Les faits alternatifs sont-ils en voie de gagner la course qui les oppose aux savoirs scientifiques? La partie n'est pas jouée, mais en ces temps de pandémie, les angoisses existentielles de la population trouvent davantage de réconfort dans les discours tranchés des conspirationnistes que dans les discours nuancés et teintés de doute des scientifiques. C'est là l'un des constats dressés par les participants du webinaire Faites vos recherches, l'économie cognitive de la désinformation, présenté le jeudi 1er avril par la Faculté des lettres et des sciences humaines, en collaboration avec la Faculté des sciences de l'éducation et la Faculté des sciences sociales.
D'entrée de jeu, l'animateur de la rencontre, Christian Desîlets, professeur au Département d'information et de communication et spécialiste en marketing social, a posé le problème de la désinformation sous l'angle du marché des croyances.
«La désinformation peut toucher des croyances objectives, le vrai et le faux, ou des croyances subjectives, le beau, le bon et le juste. Les gens qui ont des croyances subjectives différentes ont tendance à se percevoir davantage comme des ennemis. Il y a conflit de valeurs parce que leurs croyances sont attaquées.
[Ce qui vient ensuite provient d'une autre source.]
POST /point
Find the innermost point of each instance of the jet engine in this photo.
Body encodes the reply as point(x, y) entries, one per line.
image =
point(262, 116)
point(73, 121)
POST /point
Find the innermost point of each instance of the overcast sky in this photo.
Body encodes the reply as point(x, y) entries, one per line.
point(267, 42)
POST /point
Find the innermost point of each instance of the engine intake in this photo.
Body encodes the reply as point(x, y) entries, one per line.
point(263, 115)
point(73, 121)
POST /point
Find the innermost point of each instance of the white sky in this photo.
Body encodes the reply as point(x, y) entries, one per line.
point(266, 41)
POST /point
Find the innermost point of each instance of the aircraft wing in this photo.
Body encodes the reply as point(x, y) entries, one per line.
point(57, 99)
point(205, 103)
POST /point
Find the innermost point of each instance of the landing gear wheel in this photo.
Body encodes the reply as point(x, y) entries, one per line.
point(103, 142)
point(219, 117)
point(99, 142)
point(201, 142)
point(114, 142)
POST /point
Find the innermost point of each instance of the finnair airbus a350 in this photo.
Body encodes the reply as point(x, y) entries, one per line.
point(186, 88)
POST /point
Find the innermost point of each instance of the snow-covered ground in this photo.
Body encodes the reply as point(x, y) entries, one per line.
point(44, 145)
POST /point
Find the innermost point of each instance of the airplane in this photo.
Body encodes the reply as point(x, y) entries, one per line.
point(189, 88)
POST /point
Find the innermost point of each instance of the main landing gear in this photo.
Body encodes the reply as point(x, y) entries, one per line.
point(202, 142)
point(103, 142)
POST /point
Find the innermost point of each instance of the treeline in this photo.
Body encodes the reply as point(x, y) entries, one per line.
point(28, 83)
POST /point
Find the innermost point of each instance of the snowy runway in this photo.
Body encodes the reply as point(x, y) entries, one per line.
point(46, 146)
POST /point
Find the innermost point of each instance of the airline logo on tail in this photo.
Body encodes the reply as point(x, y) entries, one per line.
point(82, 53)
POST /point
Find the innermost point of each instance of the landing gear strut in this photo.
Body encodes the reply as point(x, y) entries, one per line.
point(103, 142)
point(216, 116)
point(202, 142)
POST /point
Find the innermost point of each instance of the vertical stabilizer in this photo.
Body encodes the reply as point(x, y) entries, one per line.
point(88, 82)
Les réseaux sociaux sont formatés autour des croyances subjectives, ce qui explique pourquoi les gens réagissent si fortement. Les conflits sur les fake news sont des conflits de valeurs.»
Eve Dubé, professeure au Département d'anthropologie et chercheuse à l'Institut national de santé publique du Québec et au Centre de recherche du CHU de Québec – Université Laval, constate que la pandémie de COVID-19 a gonflé les voiles de mouvements alternatifs qui étaient déjà présents dans la population.
«La pandémie a fourni une occasion de rapprochement entre les conspirationnistes et les antivaccins. Ils ont trouvé un terrain commun pour mener leur lutte. La désinformation devient plus grave lorsqu'elle entraîne des changements de comportements qui affectent la cohésion sociale, qu'on pense à la décision de recevoir un vaccin, de faire vacciner ses enfants, de brûler une tour 5G ou de s'en prendre à des personnes d'origine asiatique.»
Le manque de connaissances par rapport à la démarche scientifique expliquerait pourquoi tant de gens font la sourde oreille quand les scientifiques parlent, estime Denis Jeffrey, professeur à la Faculté des sciences de l'éducation.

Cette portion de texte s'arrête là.